Closed OndrejHome closed 6 years ago
Thanks for your issue-report and suggested changes. In the past we have had a reason why we did NOT fail, if the takeover fails or the sr_state was (still) reporting to be a secondary. Give me some time to think about what happened in the past, because that might be a reason to reject you code change.
Thanks for quick response. From code it looks to me that there is some note just after takeover that suggests that there might be more states that this can detect, but the actual thing(line 2469) is completely at the end of the function. So no matter what the rc
variable is set during the saphana_promote_clone
it will be in the end 0 == $OCF_SUCCESS
.
HANA_CALL --timeout inf --use-su --cmd "hdbnsutil -sr_takeover"
#
# now gain check, if we are primary NOW
#
# TODO: PRIO3: check, if we need to destinguish between HANA_STATE_PRIMARY, HANA_STATE_SECONDARY, HANA_STATE_DEFECT
#
if check_for_primary; then
rc=$OCF_SUCCESS;
else
rc=$OCF_FAILED_MASTER
fi
;;
* )
super_ocf_log err "ACT: HANA SYNC STATUS IS NOT 'SOK' SO THIS HANA SITE COULD NOT BE PROMOTED"
rc=$OCF_ERR_GENERIC
;;
esac
else
#
# neither MASTER nor SLAVE - This clone instance seams to be broken!!

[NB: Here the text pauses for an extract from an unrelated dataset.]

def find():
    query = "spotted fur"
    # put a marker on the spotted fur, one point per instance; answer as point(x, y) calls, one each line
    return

# bsc#1027098 - do not stop SAP HANA if "only" HANA state is not correct
# Let next monitor find, if that HANA instance is available or not
rc=$OCF_SUCCESS;
fi
fi
rc=$?
The 'monitor' operation just after this code would detect that node on which Master should be running returns Slave and cluster will consider this to be 'FAILED Master' scenario. So this change is mostly to report sooner that we have failed to promote instead of promoting and then detecting that Master is not Master. But in case that this has reason to be this way it might be a good thing to document it.
If any help needed with this, feel free let me know.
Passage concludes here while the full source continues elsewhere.